Dementsprechend begeistert war ich, als ich von der Umsetzung mit Fate erfuhr, denn das System steht für die Stärkung der Spielenden und kompetente Protagonist*innen, was dem üblichen, eher fatalistischen Ansatz entgegensteht. Fate of Cthulhu bricht an einigen Stellen mit meinen Erwartungen – ob im Guten oder Schlechten, wird sich zeigen.

Die Spielwelt

Die bekannteste Cthulhu-Umsetzung Call of Cthulhu liefert mittlerweile in der 7. Auflage eine Menge an Hintergrund zum Spiel in unterschiedlichen Zeitepochen. Fate of Cthulhu verlagert das Spielgeschehen zunächst in die nähere Zukunft – und zwar in eine apokalyptische, in welcher der kosmische Schrecken bereits über die Menschheit gesiegt hat. Den wenigen Überlebenden bleibt keine andere Chance mehr, als mit der Hilfe eines weiteren, uralten Wesens namens „Yog-Sothoth“ und seiner fremdartigen Magie in die Zeit zurückzureisen und zu versuchen, die Apokalypse zu verhindern, selbst wenn das bedeutet, dass sich der eigene Körper und Verstand durch das Einwirken der Kräfte von Yog-Sothoth nach und nach immer mehr verformen.
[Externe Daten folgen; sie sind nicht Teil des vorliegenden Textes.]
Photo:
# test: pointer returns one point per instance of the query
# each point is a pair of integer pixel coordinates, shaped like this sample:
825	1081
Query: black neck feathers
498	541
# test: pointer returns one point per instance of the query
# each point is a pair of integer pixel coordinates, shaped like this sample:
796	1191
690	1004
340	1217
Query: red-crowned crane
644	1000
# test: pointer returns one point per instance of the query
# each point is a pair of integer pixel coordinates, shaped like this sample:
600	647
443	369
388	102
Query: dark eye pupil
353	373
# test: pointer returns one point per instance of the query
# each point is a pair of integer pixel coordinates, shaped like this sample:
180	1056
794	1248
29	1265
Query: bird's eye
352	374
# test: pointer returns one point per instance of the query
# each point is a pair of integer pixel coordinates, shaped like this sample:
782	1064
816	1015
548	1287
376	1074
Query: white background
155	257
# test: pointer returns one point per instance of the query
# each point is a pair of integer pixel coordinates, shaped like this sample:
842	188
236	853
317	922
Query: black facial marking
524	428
Es werden insgesamt fünf unterschiedliche Kampagnen (die als „Zeitlinien“ beschrieben werden) mitgeliefert, die jeweils einer bekannten Figur aus dem Cthulhu-Mythos gewidmet sind: Cthulhu, Dagon, Shub-Niggurath, Nyarlathotep und Hastur, der König in Gelb.

NSC mit Bild und Werten.

Die Beschreibungen der Kampagnen beschränken sich dabei auf die Agenda des zentralen und der Neben-Antagonisten. Dabei wird einmal die Sichtweise der Überlebenden und ihre Annahmen über die zentralen Ereignisse in der Vergangenheit geschildert und dann nochmal aus SL-Sicht, was wirklich dahintersteckt. Zwischen beiden gibt es teilweise kleine, aber auch sehr eklatante Unterschiede. Die Konfrontation der SCs mit diesen, ihnen unbekannten, Abweichungen sollen dann für interessante Situationen und Komplikationen während der einzelnen Szenarios sorgen, die allerdings nicht detailliert ausgearbeitet sind. Jedes Ereignis einer Zeitlinie wird in knapp einer Seite abgehandelt, die einzelnen Katalysatoren (siehe unten) und die NSCs beschrieben. Wer sich als SL strikt an die Aufgaben hält und die einzelnen Ereignisse jeweils innerhalb von einem Abend durchspielt, der kann die Kampagne damit theoretisch in fünf bis zehn Spielsitzungen beenden. Je nachdem, wie viel zusätzlichen Aufwand man hineinsteckt, wie detailliert die Gruppe Szenen ausspielt und wie sich die Aktionen auf andere Zeitlinien ausweiten, kann sich die Spielzeit locker verdoppeln. Was konkret passiert, welche Orte eine Rolle spielen, welche Verschwörungen der Kultist*innen sich konkret der Gruppe in den Weg stellen, bleibt der Spielleitung zur detaillierten Ausarbeitung oder zur Improvisation während des Spiels überlassen.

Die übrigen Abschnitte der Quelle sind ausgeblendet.